C'était en juin quarante, vers le 16 ou le 17, par là. En fait, ils étaient deux. Mais soudés d'un bloc, eux, la moto et le side-car. Ça faisait le long du trottoir une épaisse bête trapue, un pachyderme bas du cul avec deux grosses têtes rondes et dures pas à la même hauteur, rentrées dans les épaules, sans cou, et avec plein de peau en trop qui faisait des plis. C'est ce qui frappait d'abord, cette peau, cet immense imperméable vert méchant sucré de poussière grise, qui était peut-être en toile cirée et qui était peut-être en cuir superbe, bottelé à la taille par le ceinturon en une gerbe serrée de plis profonds, puis les formidables pèlerines évasées en hottes de cheminées sur les formidables épaules, puis les épaisses pattes gantées de buffle écartées à bouts de bras sur les poignées du guidon géant, puis les pans de l'interminable manteau retombant tout autour en cascade de plomb, couvrant la machine, arrêtant net leur chute au ras des semelles des bottes massives.

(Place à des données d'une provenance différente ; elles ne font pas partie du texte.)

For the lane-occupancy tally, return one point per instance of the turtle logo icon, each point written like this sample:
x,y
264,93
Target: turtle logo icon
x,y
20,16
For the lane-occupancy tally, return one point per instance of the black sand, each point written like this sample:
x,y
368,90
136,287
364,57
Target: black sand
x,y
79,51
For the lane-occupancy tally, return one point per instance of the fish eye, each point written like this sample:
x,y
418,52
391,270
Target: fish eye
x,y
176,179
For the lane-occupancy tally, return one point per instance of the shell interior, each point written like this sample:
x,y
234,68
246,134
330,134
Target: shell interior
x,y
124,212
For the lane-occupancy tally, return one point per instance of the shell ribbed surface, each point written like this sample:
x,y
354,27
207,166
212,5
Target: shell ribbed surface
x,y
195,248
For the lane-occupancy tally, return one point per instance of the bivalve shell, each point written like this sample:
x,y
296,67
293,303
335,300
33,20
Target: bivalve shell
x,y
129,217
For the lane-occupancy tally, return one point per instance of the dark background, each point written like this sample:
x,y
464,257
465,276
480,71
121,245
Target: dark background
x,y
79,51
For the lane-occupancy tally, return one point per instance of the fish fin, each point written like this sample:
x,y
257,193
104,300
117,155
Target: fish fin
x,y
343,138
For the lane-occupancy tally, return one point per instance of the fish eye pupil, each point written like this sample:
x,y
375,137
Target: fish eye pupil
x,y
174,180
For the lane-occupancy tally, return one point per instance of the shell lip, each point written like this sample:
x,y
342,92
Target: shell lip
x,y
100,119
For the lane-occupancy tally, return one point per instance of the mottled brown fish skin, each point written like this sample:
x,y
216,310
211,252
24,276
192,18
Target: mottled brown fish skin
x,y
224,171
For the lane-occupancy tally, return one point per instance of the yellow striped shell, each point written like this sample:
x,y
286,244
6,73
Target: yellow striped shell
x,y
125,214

Pas de visages : deux trous de nuit sous les visières des casques. Eclats morts sur les lunettes scarabées, orbites de verre sans regard. Un blindé en réduction. Les têtes comme des tourelles. On cherchait sur les dos les alignées de rivets. On entendait le placide poutt-poutt- poutt du gros moteur au ralenti.

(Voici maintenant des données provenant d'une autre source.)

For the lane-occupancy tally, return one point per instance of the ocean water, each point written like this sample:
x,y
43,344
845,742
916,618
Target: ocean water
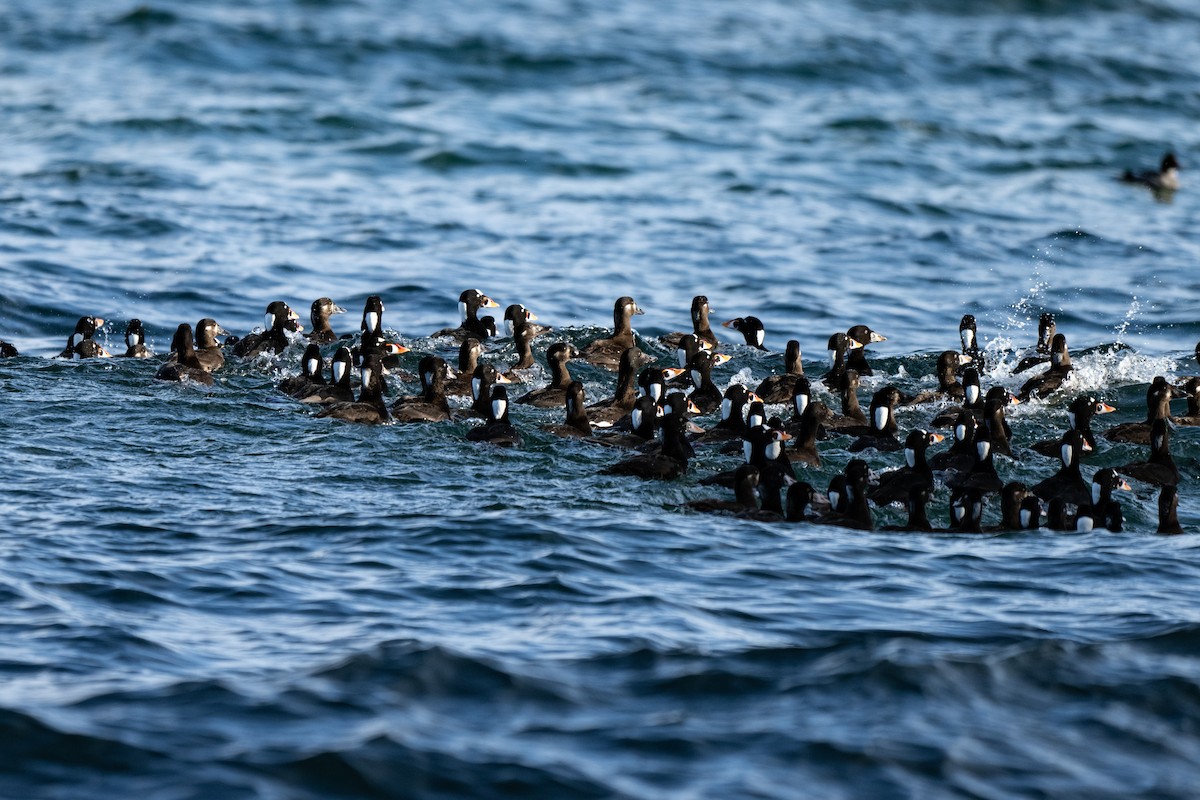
x,y
208,593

D'un seul coup, j'ai tout compris. J'ai tout reçu, tout le paquet. La guerre, la voilà. La vraie, celle qui ne rigole pas. Pas celle des clairons joyeux taratata, des petits coqs flambards au pas cadencé. La lourde noire guerre des reîtres tannés aux cuirasses comme des enclumes. La guerre mise en scène par ses amants, minutieusement, passionnément, comme un opéra. Exaltée dans ce qu'elle a de sinistre, d'écrasant, de fatal. D'indiscutable. De fascinant. Un hymne d'adoration à la mort. Les Allemands ont le sens du grandiose dans le macabre. Les Allemands sont faits pour gagner les guerres. Quels vainqueurs-nés ! Quand ils les perdent, c'est une erreur du destin, ça ne change rien à la chose. Ils doivent faire de mauvais vaincus.

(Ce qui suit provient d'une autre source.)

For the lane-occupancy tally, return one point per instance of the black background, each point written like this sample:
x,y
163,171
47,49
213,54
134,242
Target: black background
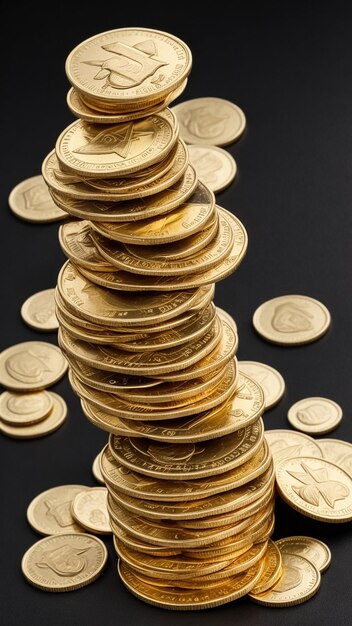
x,y
288,66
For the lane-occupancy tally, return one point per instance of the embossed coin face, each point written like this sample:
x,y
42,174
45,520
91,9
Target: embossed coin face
x,y
114,150
50,512
89,510
337,451
291,320
316,487
299,581
129,65
270,380
23,409
31,365
213,121
31,201
49,424
285,444
310,548
215,167
64,562
315,415
38,311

Ce rhinocéros tranquille au bord de son trottoir m'a cueilli à froid. Ainsi donc, ils sont là. Ils m'ont rattrapé. Mes tripes se serrent en boule toute dure, mon cœur se met à cogner. Pas de peur, non, pas du tout. Emotion purement esthète^ Littérature. « Ils » sont là, devant moi. « Ils » existent. Les Boches. Les Prussiens. Les Germains. Les Hordes Teutonnes. Les Grandes Invasions. L'histoire sort des bouquins, la voici sur la grandroute. Je voudrais toucher le cuir verdâtre. Je suis vraiment le bon public. Quand mes lectures se matérialisent, je suis bouleversé que ça existe pour de vrai. Je vois la Loire, je me dis « La Loire! », j'ai une boule dans la gorge. Je la compare aux descriptions des livres, à l'image dans ma tête, et elle est juste comme je me la voyais, juste comme je me la veux, encore mieux, même, et bon, j'en reviens pas. J'ai l'émouvance facile, quoi, plutôt.